Electromagnetic Earthquakes: Lithosphere-atmosphere Interactions and Biological Implications in the Northern Apennines (Italy)
DOI:
https://doi.org/10.47363/JGWCC/2025(1)108Keywords:
Climate Change, Extreme Weather Events, Earthquakes, Electromagnetic Fields, RDF SystemAbstract
The complexity of climate change phenomena on a global scale includes numerous variables, which cannot be traced back to a single cause. This study, carried out in Italy by Radio Emissions Project, which can also be used for other countries, aims to add a new variable for the study of climate change on a global scale, represented by the interaction between lithosphere and atmosphere.

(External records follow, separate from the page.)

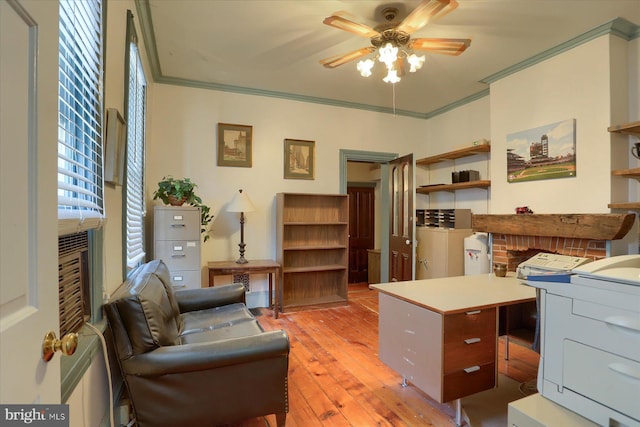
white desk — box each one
[371,274,536,425]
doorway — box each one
[339,150,398,282]
[347,181,379,284]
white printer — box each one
[526,255,640,427]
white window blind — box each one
[125,14,147,268]
[58,0,104,235]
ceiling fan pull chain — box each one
[391,83,396,116]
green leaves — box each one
[153,175,213,242]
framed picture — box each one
[218,123,253,168]
[104,108,127,185]
[284,139,316,179]
[507,119,576,182]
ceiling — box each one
[136,0,640,117]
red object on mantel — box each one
[516,206,533,215]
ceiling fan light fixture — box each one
[378,43,398,70]
[357,59,375,77]
[407,53,425,73]
[382,68,400,84]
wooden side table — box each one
[207,259,281,319]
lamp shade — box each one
[227,190,256,212]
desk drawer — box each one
[563,340,640,419]
[443,335,496,375]
[169,270,202,291]
[444,308,497,344]
[442,362,496,402]
[154,206,200,240]
[155,240,200,271]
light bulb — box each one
[356,59,375,77]
[382,68,400,83]
[378,43,398,69]
[407,53,424,73]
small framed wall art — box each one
[218,123,253,168]
[507,119,576,183]
[284,139,316,179]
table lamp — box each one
[227,189,256,264]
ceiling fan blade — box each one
[320,46,376,68]
[408,39,471,56]
[322,12,380,38]
[396,0,458,34]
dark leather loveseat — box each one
[105,260,289,427]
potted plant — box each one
[153,175,213,242]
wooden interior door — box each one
[389,154,415,282]
[347,186,375,283]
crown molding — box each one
[480,18,640,84]
[135,0,640,120]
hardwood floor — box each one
[234,284,538,427]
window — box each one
[123,11,147,270]
[58,0,104,336]
[58,0,104,235]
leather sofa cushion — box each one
[180,319,263,344]
[180,303,255,336]
[142,259,184,331]
[107,268,180,355]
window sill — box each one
[60,319,107,403]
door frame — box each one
[339,149,399,282]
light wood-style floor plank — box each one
[228,284,539,427]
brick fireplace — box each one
[472,214,635,271]
[491,233,607,271]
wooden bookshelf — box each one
[276,193,349,312]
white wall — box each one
[491,36,611,214]
[415,96,493,214]
[146,84,426,306]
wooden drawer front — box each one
[563,340,640,420]
[444,336,496,375]
[444,308,496,344]
[442,363,496,402]
[154,209,200,240]
[155,240,200,271]
[169,270,202,291]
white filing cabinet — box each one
[416,227,473,280]
[153,206,201,289]
[528,255,640,427]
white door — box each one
[0,0,60,404]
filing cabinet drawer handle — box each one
[608,363,640,381]
[604,316,640,335]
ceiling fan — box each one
[320,0,471,83]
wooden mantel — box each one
[471,213,635,240]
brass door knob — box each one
[42,331,78,362]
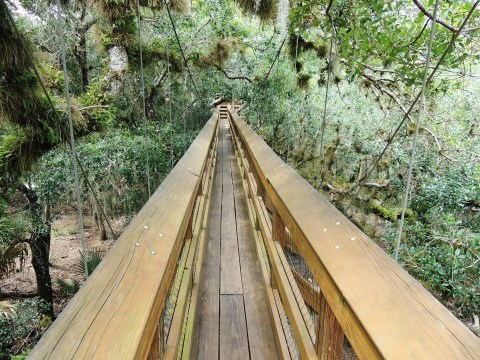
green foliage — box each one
[0,298,51,359]
[74,249,104,278]
[10,349,31,360]
[392,216,480,317]
[57,278,80,295]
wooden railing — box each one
[229,108,480,360]
[29,112,218,360]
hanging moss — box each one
[238,0,276,21]
[297,74,311,90]
[316,44,328,59]
[295,60,303,73]
[207,40,232,66]
[288,33,316,60]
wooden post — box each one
[316,292,345,360]
[272,208,286,249]
[148,312,164,360]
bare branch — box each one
[413,0,458,32]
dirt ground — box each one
[0,213,126,316]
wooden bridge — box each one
[30,103,480,360]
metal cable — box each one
[319,24,335,182]
[395,0,438,261]
[57,0,88,278]
[287,34,298,164]
[167,46,174,169]
[136,0,152,198]
[164,0,203,101]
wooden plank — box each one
[30,114,217,359]
[192,132,223,360]
[316,295,345,360]
[220,295,250,360]
[232,110,480,360]
[233,129,317,359]
[182,142,218,360]
[234,121,291,360]
[220,120,243,294]
[232,160,278,359]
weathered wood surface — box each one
[191,112,278,359]
[232,109,480,360]
[220,124,243,295]
[220,295,250,360]
[29,114,217,360]
[231,148,278,359]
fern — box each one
[57,279,80,295]
[74,249,104,275]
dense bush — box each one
[0,298,51,360]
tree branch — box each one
[413,0,458,32]
[211,63,254,83]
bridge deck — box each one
[192,111,278,359]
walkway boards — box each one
[192,111,278,360]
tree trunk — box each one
[29,223,53,319]
[19,185,53,319]
[74,33,88,92]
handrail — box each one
[229,109,480,360]
[29,112,218,360]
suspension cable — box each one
[57,0,88,278]
[167,45,174,169]
[136,0,152,198]
[319,27,335,183]
[1,0,116,239]
[395,0,438,261]
[346,0,480,193]
[164,0,203,101]
[287,33,298,164]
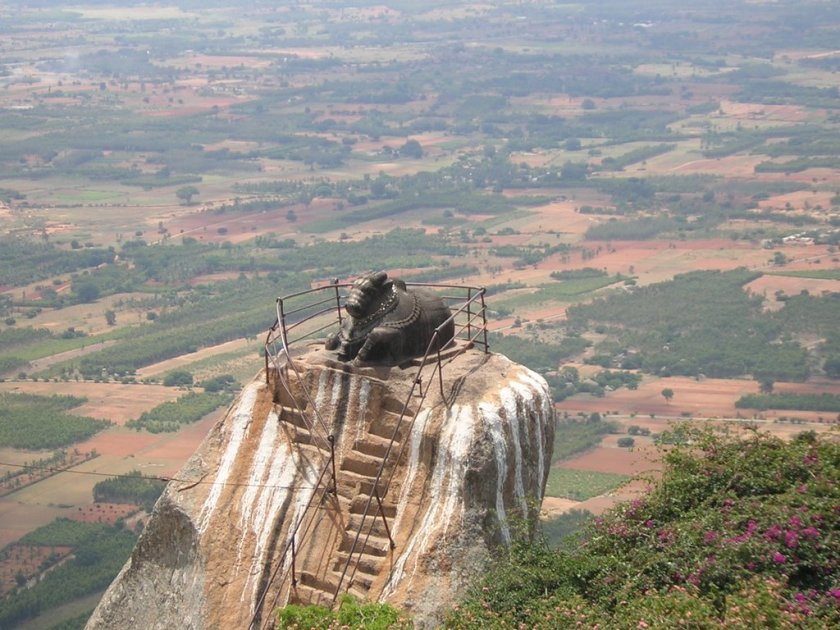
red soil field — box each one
[67,503,138,525]
[557,376,840,424]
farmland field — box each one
[0,0,840,623]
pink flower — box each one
[764,525,782,540]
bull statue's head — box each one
[344,271,393,319]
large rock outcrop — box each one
[87,344,554,629]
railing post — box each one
[333,278,341,326]
[292,532,297,586]
[277,298,289,349]
[467,287,472,339]
[437,348,443,398]
[480,287,490,353]
[327,434,338,494]
[373,484,397,549]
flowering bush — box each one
[448,426,840,628]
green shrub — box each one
[447,426,840,630]
[277,595,414,630]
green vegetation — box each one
[767,269,840,280]
[545,368,642,402]
[601,144,677,171]
[551,414,619,462]
[487,334,590,372]
[568,269,812,380]
[277,594,414,630]
[735,392,840,412]
[540,509,593,547]
[0,523,136,628]
[125,392,233,433]
[545,468,630,501]
[0,393,111,450]
[0,235,116,286]
[446,428,840,630]
[93,470,166,512]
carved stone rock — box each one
[326,271,455,365]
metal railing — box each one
[252,279,489,626]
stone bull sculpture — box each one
[325,271,455,365]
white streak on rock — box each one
[242,440,306,613]
[391,409,431,537]
[198,382,264,533]
[235,409,280,570]
[383,405,475,595]
[499,387,528,516]
[513,369,554,499]
[479,403,510,544]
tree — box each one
[163,370,193,387]
[73,282,99,303]
[400,139,423,160]
[823,354,840,378]
[175,186,199,206]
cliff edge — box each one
[87,343,554,629]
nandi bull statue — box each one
[325,271,455,365]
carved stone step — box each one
[350,495,397,519]
[333,553,382,577]
[277,405,311,429]
[338,470,373,499]
[341,451,382,477]
[347,506,391,538]
[333,565,375,592]
[338,532,391,557]
[353,433,400,459]
[297,571,338,599]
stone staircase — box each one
[276,367,416,606]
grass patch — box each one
[125,392,233,433]
[735,393,840,412]
[551,420,618,462]
[494,274,624,309]
[0,393,110,450]
[545,468,630,501]
[767,269,840,280]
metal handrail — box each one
[260,279,489,625]
[333,289,486,602]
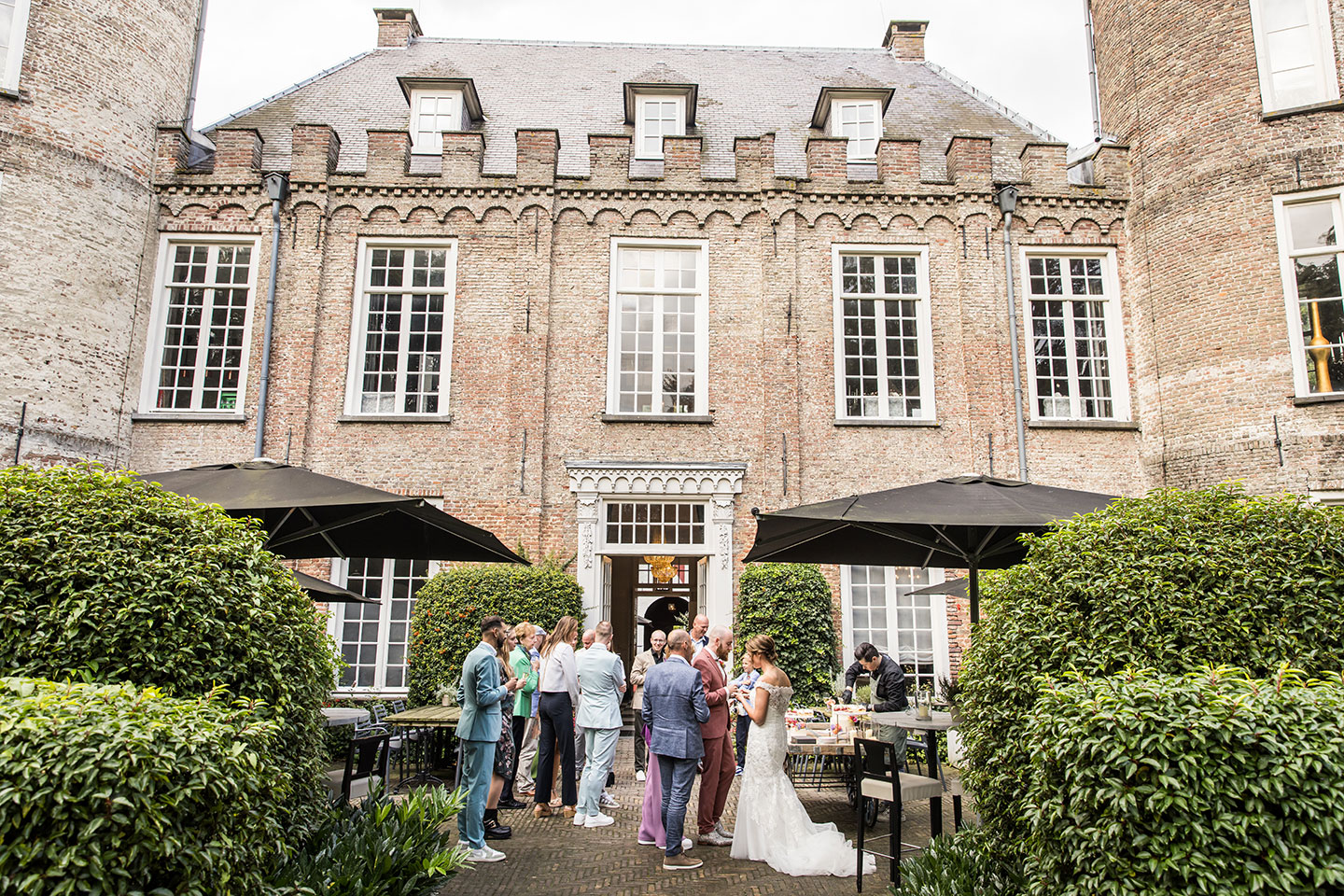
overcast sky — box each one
[196,0,1091,144]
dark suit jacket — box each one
[642,654,709,759]
[691,648,728,740]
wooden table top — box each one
[383,706,462,727]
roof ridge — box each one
[201,49,373,133]
[923,59,1064,143]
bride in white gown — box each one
[731,636,875,877]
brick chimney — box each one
[373,9,425,49]
[882,19,929,61]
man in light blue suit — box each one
[574,621,625,828]
[457,617,519,862]
[644,629,709,871]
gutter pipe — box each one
[254,172,289,458]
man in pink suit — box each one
[691,626,738,847]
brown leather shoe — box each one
[663,853,705,871]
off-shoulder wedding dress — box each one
[733,684,875,877]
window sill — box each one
[1261,100,1344,121]
[834,416,938,428]
[1293,392,1344,407]
[1027,420,1139,432]
[602,413,714,426]
[336,413,453,423]
[131,411,247,423]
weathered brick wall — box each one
[132,120,1145,657]
[1093,0,1344,493]
[0,0,199,464]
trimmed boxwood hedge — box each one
[733,563,840,706]
[0,466,336,828]
[0,677,287,896]
[959,485,1344,865]
[406,563,583,706]
[1026,666,1344,896]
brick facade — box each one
[0,0,201,464]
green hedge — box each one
[268,787,468,896]
[0,466,336,820]
[733,563,840,706]
[406,563,583,706]
[1026,667,1344,896]
[959,486,1344,862]
[0,679,287,896]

This variable offers itself as an additional element to the climate change unknowns currently considered, such as precisely CO2. The hypothesis of this potential relationship is based that electrical charges given off by tectonic stress, but also volcanic dust, may constitute the nuclei of aggregation of water droplets and determine the sometimes very intense precipitation associated with the geophysical event. These are, therefore, circumscribed and short-lived weather events, but when measured on a 10 or 30 year scale they can somewhat accentuate, to a lesser extent to an ongoing climate change. In this study, two cases are presented concerning a potential link between endogenous
activity and very intense weather events that have occurred in the past two years: the earthquake swarm in the Marche and Emilia-Romagna regions and the province of Parma. Crustal diagnostics that anticipate seismic events and consequently intense weather events, approximately over an interval of about seven months, are monitored 24 hours a day with Radio Direction Finding technology. The Method, which is still in the experimental phase is capable of intercepting geophysical signals, from areas under tectonic stress, including volcanic activity.